Nas constituições escritas, o preâmbulo é uma declaração solene que “atesta a origem do poder constituinte, seu fundamento, seus objetivos e a essência do pensamento que orientou os trabalhos da assembléia.”[1] Segundo Vital Moreira e Gomes Canotilho, o preâmbulo “é, um só tempo, uma certidão de origem e uma declaração de princípios”.[2]
Apesar de conter uma breve explanação, o preâmbulo reflete toda uma conjuntura histórica, sendo a síntese das idéias predominantes no processo constituinte. Em geral, suas disposições descrevem a legitimidade do poder constituinte, exaltam certos valores e fixam finalidades a serem perseguidas.

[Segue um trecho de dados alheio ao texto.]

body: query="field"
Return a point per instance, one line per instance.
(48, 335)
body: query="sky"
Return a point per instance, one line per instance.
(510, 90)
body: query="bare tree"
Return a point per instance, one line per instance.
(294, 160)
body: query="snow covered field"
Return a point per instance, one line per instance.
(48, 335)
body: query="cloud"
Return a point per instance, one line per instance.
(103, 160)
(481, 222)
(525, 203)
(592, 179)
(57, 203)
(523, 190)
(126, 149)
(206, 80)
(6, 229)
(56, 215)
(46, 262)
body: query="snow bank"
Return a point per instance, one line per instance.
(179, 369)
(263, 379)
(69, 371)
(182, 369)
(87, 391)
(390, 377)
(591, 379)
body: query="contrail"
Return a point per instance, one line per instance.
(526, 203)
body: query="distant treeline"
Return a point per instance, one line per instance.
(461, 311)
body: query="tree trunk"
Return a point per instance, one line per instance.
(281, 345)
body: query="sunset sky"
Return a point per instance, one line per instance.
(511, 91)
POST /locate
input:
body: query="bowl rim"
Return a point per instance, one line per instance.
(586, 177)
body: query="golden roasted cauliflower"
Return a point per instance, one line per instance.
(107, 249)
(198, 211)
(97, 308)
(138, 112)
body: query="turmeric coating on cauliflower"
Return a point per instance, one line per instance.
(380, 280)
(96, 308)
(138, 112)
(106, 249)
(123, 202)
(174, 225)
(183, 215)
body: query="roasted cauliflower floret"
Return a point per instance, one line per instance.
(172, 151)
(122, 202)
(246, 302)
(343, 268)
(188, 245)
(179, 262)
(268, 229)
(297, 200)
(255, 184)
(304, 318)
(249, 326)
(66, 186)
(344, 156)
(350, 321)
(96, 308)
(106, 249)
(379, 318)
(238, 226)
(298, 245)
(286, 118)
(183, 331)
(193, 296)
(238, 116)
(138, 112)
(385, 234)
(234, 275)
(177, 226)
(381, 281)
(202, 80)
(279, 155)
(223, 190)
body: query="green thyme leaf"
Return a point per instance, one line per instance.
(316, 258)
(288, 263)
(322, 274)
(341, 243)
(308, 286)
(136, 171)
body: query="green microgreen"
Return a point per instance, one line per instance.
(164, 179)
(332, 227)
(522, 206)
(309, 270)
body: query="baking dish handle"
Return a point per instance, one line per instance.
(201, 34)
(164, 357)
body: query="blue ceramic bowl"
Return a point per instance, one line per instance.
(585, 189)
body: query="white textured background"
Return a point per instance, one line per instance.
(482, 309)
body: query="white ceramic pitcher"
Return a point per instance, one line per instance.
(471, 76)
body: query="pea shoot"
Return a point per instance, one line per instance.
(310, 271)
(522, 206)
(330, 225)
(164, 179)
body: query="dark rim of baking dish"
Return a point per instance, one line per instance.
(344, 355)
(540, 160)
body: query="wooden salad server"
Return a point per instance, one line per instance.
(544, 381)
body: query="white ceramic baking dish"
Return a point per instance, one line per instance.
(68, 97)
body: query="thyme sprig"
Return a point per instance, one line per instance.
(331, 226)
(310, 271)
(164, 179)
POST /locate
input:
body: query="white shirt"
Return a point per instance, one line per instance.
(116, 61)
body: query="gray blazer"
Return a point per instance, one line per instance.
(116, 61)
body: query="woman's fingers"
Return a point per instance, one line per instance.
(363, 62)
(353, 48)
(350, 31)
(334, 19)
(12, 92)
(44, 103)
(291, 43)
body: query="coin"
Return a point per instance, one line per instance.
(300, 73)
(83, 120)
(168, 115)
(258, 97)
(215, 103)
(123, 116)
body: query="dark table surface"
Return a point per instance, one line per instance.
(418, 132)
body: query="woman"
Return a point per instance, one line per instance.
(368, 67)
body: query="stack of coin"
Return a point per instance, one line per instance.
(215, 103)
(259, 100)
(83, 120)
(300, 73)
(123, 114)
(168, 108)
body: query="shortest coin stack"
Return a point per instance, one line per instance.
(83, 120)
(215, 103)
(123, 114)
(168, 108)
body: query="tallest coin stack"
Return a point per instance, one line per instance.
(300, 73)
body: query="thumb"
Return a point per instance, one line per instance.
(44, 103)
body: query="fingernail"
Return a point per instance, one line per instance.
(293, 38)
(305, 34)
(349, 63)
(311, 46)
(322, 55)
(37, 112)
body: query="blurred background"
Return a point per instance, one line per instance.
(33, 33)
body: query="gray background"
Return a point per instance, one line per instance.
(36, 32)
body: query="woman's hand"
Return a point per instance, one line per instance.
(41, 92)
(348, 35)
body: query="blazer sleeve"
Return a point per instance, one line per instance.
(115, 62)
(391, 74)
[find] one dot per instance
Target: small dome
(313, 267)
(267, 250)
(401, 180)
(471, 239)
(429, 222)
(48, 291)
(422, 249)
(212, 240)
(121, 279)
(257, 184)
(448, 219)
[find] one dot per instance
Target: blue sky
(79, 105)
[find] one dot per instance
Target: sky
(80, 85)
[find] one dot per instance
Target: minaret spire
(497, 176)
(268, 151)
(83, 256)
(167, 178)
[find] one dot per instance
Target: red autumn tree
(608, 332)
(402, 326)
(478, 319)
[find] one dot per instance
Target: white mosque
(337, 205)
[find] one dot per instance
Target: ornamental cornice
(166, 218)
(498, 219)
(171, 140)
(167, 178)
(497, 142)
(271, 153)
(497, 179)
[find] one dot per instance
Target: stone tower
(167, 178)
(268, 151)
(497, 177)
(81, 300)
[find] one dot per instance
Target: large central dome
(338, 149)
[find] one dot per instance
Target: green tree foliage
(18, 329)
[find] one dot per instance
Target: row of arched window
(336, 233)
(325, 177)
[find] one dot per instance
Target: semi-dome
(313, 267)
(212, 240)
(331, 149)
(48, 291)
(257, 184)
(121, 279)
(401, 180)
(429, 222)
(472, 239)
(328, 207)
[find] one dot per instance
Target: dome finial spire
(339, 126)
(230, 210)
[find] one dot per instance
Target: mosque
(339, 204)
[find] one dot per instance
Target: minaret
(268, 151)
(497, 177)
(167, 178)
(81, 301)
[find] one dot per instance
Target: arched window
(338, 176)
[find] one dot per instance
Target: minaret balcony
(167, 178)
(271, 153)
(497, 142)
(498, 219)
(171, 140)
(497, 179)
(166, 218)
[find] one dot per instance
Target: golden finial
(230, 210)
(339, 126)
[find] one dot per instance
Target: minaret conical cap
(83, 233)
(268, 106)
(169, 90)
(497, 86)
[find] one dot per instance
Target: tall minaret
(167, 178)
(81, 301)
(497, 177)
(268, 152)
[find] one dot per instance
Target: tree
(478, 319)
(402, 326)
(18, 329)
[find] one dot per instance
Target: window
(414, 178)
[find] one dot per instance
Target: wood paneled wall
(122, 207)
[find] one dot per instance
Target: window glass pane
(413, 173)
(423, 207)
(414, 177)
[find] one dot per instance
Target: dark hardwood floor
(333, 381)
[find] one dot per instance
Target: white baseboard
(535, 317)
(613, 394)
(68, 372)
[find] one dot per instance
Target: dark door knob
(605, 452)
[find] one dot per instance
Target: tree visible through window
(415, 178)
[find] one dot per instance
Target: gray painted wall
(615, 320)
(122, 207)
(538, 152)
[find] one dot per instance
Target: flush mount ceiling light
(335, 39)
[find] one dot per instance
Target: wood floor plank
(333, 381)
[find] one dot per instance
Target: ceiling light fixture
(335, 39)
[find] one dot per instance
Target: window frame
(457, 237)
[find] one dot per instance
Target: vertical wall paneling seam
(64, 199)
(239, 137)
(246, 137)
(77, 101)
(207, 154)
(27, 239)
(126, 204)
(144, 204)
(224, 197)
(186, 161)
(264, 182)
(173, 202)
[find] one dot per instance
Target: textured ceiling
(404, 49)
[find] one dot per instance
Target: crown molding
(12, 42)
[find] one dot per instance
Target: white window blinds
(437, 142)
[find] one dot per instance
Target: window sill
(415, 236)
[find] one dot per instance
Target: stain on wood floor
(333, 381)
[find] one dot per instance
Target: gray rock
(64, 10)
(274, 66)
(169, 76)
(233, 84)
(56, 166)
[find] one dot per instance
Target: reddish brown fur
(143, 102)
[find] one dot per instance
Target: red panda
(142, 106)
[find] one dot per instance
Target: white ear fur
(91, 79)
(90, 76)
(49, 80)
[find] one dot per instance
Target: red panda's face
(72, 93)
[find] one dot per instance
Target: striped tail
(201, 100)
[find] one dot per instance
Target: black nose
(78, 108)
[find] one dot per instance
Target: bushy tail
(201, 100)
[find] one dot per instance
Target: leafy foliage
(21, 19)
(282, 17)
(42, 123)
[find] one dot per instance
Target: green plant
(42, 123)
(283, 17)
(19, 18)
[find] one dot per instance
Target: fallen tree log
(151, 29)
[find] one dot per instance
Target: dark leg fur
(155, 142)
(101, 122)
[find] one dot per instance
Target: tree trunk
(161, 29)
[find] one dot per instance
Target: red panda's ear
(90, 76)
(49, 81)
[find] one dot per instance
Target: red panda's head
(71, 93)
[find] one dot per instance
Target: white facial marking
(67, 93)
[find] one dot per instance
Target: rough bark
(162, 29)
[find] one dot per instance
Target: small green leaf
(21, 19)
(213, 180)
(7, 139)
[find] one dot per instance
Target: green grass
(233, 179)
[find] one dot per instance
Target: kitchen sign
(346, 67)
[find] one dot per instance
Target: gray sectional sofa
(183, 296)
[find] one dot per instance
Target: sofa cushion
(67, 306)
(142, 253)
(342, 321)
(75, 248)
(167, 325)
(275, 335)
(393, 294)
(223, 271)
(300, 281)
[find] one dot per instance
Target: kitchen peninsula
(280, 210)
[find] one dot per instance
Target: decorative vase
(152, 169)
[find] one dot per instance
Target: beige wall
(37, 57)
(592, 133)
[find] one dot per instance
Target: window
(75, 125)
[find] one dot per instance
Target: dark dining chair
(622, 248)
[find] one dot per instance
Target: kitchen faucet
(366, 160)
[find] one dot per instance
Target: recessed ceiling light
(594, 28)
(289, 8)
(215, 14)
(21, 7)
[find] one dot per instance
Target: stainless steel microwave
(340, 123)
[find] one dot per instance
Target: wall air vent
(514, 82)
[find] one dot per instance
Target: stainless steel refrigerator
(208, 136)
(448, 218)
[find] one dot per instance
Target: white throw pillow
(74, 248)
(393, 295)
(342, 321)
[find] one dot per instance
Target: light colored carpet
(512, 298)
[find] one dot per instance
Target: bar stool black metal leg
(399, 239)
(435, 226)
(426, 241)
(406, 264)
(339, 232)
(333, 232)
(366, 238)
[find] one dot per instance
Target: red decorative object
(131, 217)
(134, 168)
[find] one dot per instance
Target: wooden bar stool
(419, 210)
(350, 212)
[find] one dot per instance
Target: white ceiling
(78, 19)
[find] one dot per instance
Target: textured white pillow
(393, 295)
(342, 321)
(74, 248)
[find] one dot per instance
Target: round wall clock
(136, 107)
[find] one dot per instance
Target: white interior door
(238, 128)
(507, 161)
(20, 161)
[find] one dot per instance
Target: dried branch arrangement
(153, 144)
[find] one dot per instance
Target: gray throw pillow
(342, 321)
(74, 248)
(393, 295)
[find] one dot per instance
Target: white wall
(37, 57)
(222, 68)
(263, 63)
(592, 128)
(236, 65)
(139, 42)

No Brasil, todas as leis fundamentais apresentaram um preâmbulo, o qual faz parte de nossa tradição constitucional. Nesse contexto, o caráter político e ideológico dos preâmbulos é inquestionável. A questão controvertida consiste em saber se as disposições preambulares possuem força normativa.
Na doutrina, predomina o entendimento de que as disposições preambulares não ostetam a natureza de normas jurídicas. Assim, o preâmbulo não é capaz de produzir direitos e deveres ou invalidar atos que lhe sejam contrários. Contudo, o preâmbulo não é juridicamente irrelevante. Para Vital Moreira e Canotilho, o valor dos preâmbulos é subordinado, funcionado como elementos de interpretação e, eventualmente, de integração das normas constitucionais.[3]
Na jurisprudência do Supremo Tribunal Federal, esse entendimento tem sido expressamente adotado. Com efeito, na ADI 2076, a Suprema Corte deixou claro que o preâmbulo da Constituição Federal de 1988 não tem força normativa. Assim, julgou improcedente ação direta de inconstitucionalidade por omissão movida em face do preâmbulo Constituição do Acre, a qual, diferentemente da Constituição Federal, não se reportou “a proteção de Deus”. Portanto, não há qualquer obrigatoriedade de as constituições estaduais se reportarem à proteção divina ou qualquer outra passagem do preâmbulo federal.[4]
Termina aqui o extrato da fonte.